Cyndi Frisby is a mother and an instructor at a dance studio, but she’s also an MU professor, an author and a researcher on sex and race in the media.
In 2010, Frisby got a first-hand look at how the media operates when [she appeared on the Oprah Winfrey Show](https://www.themaneater.com/stories/2010/2/19/oprah-gives-mu-professor-makeunder/) to participate in an episode focused on “makeunders.”
Several of Frisby’s former students had became producers at the show, and were helping look for subjects for the piece. Winfrey wanted to find an African-American woman who didn’t fit stereotypes. Frisby’s former students remembered her elaborate fingernails and fashion sense and suggested her.
The show portrays her as a woman who wears outrageous outfits to teach classes and is not respected at work, but Frisby said that does not reflect reality.
Her look, though, wasn’t enough for the show.
“They came here, and they didn’t find a whole lot of evidence,” she said. “Nails don’t sell viewers.”
So to interest their audience, the show did some creative editing. One outfit presented as something Frisby wore to work as being a nightgown.
When it came time for the makeunder, Oprah’s team cut Frisby’s nails, her hair and gave her a new, more “professional” outfit.
“I probably kept it for maybe a month,” Frisby said of her new look.
The hairstyle was too difficult to maintain without a team of hairstylists and she missed her nails, which are currently long and painted with Valentine’s Day-themed designs.
“I think the biggest lesson was what they do behind the scenes,” she said. “It was artificial.”
Frisby studies images of women in the media, and for the most part, the picture is bleak. She has done research on impossible standards of beauty and physical attractiveness, how media consumption affects teenagers’ ideas about sexual and relationship violence, and the gap between news stories that focus on male athletes as champions and those that portray female athletes as sexual objects.
For black women like Frisby, the media landscape is even worse.
“We don’t see very many idealized images of minority women,” Frisby said.
For young girls and women, the consequences can include low self-esteem, eating disorders, depression and what researchers call “self-objectification,” or dressing and acting artificially sexual to gain self-worth.

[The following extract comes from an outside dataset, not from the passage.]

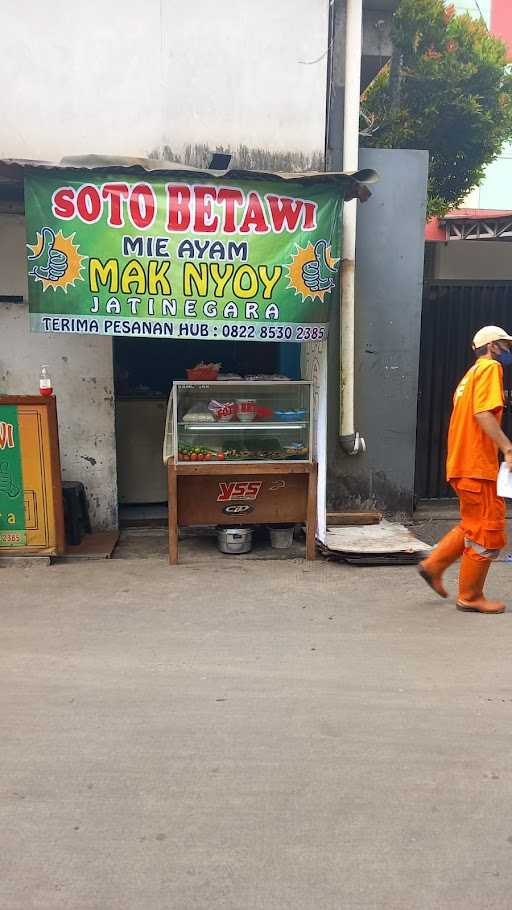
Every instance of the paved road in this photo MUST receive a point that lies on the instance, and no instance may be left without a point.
(252, 736)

“My personal passion is to see what we can do in advertising and (public relations) to change those problems,” Frisby said.
The culture of strategic communication professionals, though, isn’t often interested.
“Advertisers are ultimately interested in selling a product,” Frisby said. “Advertisers want to take the safe route.”
Taking risks, she said, doesn’t always pay off. After Dove began its Campaign for Real Beauty to showcase women with a range of body types, Frisby and a colleague conducted research on women’s reactions. Some were hostile to the ads, saying that if they wanted to see cellulite, they’d just look in a mirror.
That is why Frisby does not see advertising as the only important cause of self-esteem issues or the only way to fix them.
“A lot of it is going to come from other media messaging,” Frisby said. “With my kids, a lot of it is (with their) peers.”
Frisby has been an unconventional source of self-esteem. In her Cross-Cultural Journalism class, she focuses a lecture on beauty standards. She’s heard numerous horror stories from her female students, many of whom have told her their parents pressured them to stay thin or even get plastic surgery.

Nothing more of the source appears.